Since early June, the electronic edition of the paper has maintained a "Web cam" pointing at O'Connell Bridge and Lower O'Connell Street. The digital camera provides images, updated every 30 seconds, to the Web site (http://www. irish-times.com) where the electronic edition is published. Once a user has brought up the camera page, hitting the "reload" button gets the latest picture. Typically, the traffic has moved on, or the crowds waiting to cross the street have changed - there isn't enough detail to pick out individuals, or even recognise individual cars.

Until last week, the most unusual event for the camera was the two young women who appeared on O'Connell Bridge holding up a placard with birthday greetings to their brother in Australia. But as the gardai cordoned off the street the camera had a perfect view: barriers going up, the traffic disappearing, crowds of evacuated workers gathering outside the barriers.

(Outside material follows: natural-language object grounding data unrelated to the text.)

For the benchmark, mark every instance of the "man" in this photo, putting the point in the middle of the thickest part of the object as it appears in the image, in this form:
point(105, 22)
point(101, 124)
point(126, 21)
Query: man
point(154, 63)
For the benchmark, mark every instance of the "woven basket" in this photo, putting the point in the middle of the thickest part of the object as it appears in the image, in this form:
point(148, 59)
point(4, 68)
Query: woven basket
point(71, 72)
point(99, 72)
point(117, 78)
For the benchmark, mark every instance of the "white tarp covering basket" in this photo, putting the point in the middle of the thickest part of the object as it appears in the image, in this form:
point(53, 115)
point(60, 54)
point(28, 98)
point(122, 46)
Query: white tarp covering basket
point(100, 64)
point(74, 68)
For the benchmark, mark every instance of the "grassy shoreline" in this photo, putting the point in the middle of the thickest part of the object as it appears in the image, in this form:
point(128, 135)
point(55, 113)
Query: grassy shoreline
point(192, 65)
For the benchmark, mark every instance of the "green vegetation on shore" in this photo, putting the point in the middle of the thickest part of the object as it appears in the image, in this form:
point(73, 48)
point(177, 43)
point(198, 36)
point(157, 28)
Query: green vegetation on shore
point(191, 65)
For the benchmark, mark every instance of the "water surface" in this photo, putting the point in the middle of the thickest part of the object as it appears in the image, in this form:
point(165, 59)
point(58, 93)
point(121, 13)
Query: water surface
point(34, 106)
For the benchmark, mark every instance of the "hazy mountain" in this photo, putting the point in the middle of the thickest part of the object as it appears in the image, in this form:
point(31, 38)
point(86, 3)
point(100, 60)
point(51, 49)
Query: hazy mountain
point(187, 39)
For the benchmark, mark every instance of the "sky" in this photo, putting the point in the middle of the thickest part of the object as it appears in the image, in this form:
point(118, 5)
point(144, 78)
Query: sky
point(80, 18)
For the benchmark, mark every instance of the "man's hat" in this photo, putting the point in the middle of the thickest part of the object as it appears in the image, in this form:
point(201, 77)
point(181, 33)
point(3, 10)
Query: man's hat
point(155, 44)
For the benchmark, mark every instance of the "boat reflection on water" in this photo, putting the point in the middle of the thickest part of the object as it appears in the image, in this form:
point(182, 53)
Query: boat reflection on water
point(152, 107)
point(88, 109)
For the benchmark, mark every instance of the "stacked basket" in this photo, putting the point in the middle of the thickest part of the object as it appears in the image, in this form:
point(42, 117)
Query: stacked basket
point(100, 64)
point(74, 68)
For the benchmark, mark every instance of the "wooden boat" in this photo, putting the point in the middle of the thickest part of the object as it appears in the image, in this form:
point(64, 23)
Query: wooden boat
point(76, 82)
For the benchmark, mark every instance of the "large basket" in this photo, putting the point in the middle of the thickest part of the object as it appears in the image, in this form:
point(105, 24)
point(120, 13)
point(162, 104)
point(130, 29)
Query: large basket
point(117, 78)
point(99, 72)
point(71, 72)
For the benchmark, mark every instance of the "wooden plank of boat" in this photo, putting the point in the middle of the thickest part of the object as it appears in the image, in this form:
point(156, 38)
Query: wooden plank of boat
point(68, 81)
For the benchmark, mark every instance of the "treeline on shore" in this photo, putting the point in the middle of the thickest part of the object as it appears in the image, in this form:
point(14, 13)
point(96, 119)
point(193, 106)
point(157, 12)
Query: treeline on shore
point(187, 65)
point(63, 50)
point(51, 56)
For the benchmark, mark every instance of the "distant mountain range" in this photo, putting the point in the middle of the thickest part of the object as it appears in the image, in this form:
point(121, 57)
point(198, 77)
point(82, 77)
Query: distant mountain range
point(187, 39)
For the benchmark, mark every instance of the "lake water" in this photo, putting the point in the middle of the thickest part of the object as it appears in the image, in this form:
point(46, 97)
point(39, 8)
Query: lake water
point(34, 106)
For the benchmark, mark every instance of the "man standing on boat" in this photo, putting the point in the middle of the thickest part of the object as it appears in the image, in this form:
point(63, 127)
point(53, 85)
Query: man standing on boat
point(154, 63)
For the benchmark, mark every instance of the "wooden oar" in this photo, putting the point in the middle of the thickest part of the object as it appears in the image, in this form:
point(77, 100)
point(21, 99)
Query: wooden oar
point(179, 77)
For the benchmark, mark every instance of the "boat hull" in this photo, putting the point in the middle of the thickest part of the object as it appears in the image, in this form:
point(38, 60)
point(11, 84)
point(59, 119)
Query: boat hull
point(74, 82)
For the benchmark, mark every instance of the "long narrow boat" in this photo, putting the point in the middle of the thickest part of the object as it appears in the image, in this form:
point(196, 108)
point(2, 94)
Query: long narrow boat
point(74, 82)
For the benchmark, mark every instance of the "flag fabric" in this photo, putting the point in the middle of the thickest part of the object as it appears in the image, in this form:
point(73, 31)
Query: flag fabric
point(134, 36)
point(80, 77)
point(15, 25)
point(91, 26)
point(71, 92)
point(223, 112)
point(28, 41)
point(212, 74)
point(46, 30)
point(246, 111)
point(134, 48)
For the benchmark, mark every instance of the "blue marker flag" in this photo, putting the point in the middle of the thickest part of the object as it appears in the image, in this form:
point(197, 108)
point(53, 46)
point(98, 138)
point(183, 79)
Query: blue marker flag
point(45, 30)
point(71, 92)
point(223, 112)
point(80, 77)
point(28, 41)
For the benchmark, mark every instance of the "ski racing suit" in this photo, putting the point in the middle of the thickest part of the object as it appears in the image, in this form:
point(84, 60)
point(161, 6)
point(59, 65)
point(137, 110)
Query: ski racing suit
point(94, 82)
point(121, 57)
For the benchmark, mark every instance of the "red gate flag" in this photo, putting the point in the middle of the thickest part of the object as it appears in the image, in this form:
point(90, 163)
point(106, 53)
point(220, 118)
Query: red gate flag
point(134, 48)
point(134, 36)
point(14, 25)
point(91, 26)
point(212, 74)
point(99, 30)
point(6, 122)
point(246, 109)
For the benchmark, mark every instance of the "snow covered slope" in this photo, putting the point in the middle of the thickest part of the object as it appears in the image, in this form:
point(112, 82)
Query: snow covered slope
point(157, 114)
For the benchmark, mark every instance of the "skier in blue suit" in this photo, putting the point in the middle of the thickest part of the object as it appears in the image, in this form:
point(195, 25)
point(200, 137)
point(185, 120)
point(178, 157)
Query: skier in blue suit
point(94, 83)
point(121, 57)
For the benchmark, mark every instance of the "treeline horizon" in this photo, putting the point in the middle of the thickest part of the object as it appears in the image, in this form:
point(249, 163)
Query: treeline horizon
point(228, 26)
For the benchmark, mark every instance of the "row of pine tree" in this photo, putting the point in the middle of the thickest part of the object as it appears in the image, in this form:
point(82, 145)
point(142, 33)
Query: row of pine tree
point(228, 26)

Every 30 seconds a fresh image was available worldwide, to anyone who wanted to look in, until the alert was lifted that evening. For a few hours the Web edition was covering a breaking news event, rather than carrying news gathered for the paper itself. While it might be a first for O'Connell Bridge, the Webcam idea is not new, of course. The original, in a college computer lab in Cambridge, predates the Web itself. The coffee camera (http://www.cl.cam.ac.uk/coffee/coffee.html) began with an experiment in ATM networking in 1991, when researchers from several parts of the building put the technology they were developing to work to ensure that they knew when a fresh pot had been brewed. An Archimedes computer with a "frame grabber" was used to turn the output from a video camera pointed at the coffee machine into still pictures, updated every second or two.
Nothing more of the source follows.